If a strong base is added to a buffer, the weak acid will give up its $H^+$ in order to transform the base ($OH^-$) into water ($H_2O$) and the conjugate base: $HA + OH^- \rightarrow A^- + H_2O$. Since the added $OH^-$ is consumed by this reaction, the pH will change only slightly.
If a strong acid is added to a buffer, the weak base will react with the $H^+$ from the strong acid to form the weak acid $HA$: $H^+ + A^- \rightarrow HA$. The $H^+$ gets absorbed by the $A^-$ instead of reacting with water to form H3O+ ($H^+$), so the pH changes only slightly.
Predicting pH of a Buffer
The pH of a buffer is determined by two factors; 1) The equilibrium constant $K_a$ of the weak acid and 2) the ratio of weak base $[A^-]$ to weak acid $[HA]$ in solution.
1) Different weak acids have different equilibrium constants ($K_a$). $K_a$ tells us what proportion of $HA$ will be dissociated into $H^+$ and $A^-$ in solution. The more $H^+$ ions that are created, the more acidic and lower the pH of the resulting solution.

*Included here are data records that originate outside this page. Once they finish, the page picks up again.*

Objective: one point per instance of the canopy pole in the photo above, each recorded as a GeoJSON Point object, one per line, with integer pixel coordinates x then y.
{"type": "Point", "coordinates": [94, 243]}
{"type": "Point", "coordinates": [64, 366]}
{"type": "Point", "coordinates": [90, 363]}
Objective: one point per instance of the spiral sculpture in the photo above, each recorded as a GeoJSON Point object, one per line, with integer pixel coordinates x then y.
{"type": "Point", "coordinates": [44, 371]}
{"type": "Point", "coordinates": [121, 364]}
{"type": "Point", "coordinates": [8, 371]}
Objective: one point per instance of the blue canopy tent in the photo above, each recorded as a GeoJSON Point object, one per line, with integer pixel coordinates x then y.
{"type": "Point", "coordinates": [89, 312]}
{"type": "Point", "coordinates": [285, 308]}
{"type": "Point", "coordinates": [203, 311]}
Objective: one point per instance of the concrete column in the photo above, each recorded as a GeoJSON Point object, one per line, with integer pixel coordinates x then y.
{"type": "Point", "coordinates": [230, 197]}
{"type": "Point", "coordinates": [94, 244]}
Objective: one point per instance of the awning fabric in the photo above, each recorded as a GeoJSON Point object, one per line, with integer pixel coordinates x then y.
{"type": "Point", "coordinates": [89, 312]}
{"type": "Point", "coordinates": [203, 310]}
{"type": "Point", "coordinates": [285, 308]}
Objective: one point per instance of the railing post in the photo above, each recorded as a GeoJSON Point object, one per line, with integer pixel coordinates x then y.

2) The ratio of $A^-$ to $HA$ in a buffer also affects the pH. If a buffer has more base than acid, more $OH^-$ ions are likely to be present and the pH will rise. If a buffer has more acid than base, more $H^+$ ions are present and the pH will fall. When the concentrations of $A^-$ and $HA$ are equal, the concentration $H^+$ is equal to $K_a$, (or equivalently pH = $pK_a$).
This is formalized in the Henderson-Hasselbalch equation:
$$pH = pK_a + log{\huge(}\frac{base}{acid}{\huge)}$$
Since $pK_a$ is a property of the weak acid we select for our buffer, we can control the pH by manipulating the proportion of weak base ($A^-$) and weak acid ($HA$) in solution.
When $[A^-]/[HA]$ remains close to 1, the pH remains close to $pK_a$. As $[A^-]/[HA]$ goes from 1/10 to 10 the pH changes from $pK_a+1$ to $pK_a-1$. So as long as $[A^-]/[HA]$ is between 1/10 and 10, the pH is within 1 unit of $pK_a$. The addition of a strong acid or base to a buffer changes the ratio $[A^-]/[HA]$. When a buffer absorbs an acid ($H^+$), the acid converts $A^-$ to $HA$ ($A^- + H^+ \rightarrow HA$) and so the ratio $[A^-]/[HA]$ decreases. When a buffer absorbs base ($OH^-$), the base converts $HA$ to $A^-$ ($HA + OH^- \rightarrow A^-$) and so the ratio $[A^-]/[HA]$ increases. As long as the added acid or base doesn't cause $[A^-]/[HA]$ to go outside the range 1/10..10, the pH will remain within 1 unit of $pK_a$, i.e. the pH won't change by very much and the solution is therefore buffered.